Unsigned: Zero Extension
punpcklbw (unpack low bytes to words) and punpckhbw
(unpack high bytes to words) interleave bytes from two registers.
If the source register is all zeros, this interleaves bytes with zeros —
performing zero extension.
pxor m2, m2 ; zero out m2
movu m0, [srcq]
movu m1, m0 ; copy of m0
punpcklbw m0, m2 ; low bytes zero-extended to words
punpckhbw m1, m2 ; high bytes zero-extended to words
m0 and m1 now contain the original bytes zero-extended to words.
(Three-operand AVX makes the second movu unnecessary.)
Signed: Sign Extension
Sign extension pads MSBs with the sign bit. For example, -2
as int8_t is 0b11111110. Sign-extended to int16_t:
0b1111111111111110.
pcmpgtb (compare greater than byte) against zero sets all bits to 1
if the byte is negative, 0 otherwise. Interleaving with punpckX
performs sign extension:
pxor m2, m2 ; zero out m2
movu m0, [srcq]
movu m1, m0 ; copy of m0
pcmpgtb m2, m0 ; m2 bytes = 0xFF if negative, 0x00 otherwise
punpcklbw m0, m2 ; sign-extended low bytes
punpckhbw m1, m2 ; sign-extended high bytes
Packing
packuswb (pack unsigned words to bytes) and packsswb
(pack signed) go from words back to bytes, interleaving two registers into one.

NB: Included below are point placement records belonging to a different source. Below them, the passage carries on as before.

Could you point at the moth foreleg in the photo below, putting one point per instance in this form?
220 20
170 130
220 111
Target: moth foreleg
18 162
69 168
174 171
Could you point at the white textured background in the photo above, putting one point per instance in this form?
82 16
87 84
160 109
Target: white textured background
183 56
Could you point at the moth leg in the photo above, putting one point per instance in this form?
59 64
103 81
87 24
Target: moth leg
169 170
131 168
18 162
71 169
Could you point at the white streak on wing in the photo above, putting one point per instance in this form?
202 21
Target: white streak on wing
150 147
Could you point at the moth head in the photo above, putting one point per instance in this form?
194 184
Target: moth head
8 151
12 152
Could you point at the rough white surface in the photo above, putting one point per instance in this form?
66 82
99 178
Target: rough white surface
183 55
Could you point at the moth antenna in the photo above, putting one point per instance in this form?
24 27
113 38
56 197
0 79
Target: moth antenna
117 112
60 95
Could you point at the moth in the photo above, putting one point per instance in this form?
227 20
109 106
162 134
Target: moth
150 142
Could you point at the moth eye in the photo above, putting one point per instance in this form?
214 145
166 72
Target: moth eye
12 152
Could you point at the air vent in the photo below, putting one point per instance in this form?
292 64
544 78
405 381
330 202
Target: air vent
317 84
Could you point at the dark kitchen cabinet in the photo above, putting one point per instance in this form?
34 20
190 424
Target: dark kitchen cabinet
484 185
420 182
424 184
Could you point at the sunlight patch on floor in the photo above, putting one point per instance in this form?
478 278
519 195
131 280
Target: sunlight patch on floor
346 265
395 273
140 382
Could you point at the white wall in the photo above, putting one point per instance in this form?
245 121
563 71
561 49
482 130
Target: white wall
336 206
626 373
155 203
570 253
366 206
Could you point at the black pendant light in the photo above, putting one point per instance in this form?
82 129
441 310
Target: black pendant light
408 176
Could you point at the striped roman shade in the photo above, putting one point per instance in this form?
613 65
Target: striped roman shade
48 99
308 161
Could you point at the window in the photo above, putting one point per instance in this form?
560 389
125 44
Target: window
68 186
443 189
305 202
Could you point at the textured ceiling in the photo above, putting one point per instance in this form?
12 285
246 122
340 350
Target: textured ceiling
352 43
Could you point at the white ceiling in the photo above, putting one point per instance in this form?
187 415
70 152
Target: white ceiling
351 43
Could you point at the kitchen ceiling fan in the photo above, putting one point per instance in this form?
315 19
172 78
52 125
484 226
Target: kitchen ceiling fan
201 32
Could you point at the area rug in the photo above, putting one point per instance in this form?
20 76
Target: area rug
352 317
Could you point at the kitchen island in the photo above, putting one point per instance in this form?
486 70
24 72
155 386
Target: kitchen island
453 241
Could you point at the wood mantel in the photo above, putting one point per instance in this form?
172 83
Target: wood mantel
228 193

Values exceeding the byte range are saturated.
Shuffles
Shuffles (or permutes) are the most important instruction in video processing.
pshufb (packed shuffle bytes), available in SSSE3, is the key variant.
For each byte, the corresponding source byte is used as an index into the destination. When the MSB is set, the destination byte is zeroed. Analogous C:
uint8_t tmp[16];
memcpy(tmp, dst, 16);
for (int i = 0; i < 16; i++) {
if (src[i] & 0x80)
dst[i] = 0;
else
dst[i] = tmp[src[i]];
}
SECTION_RODATA 64
shuffle_mask: db 4, 3, 1, 2, -1, 2, 3, 7, 5, 4, 3, 8, 12, 13, 15, -1
SECTION .text
movu m0, [srcq]
movu m1, [shuffle_mask]
pshufb m0, m1 ; shuffle m0 based on m1
-1 as a byte is 0b11111111 (two's complement),
so the MSB is set and the output byte is zeroed. Used for easy readability.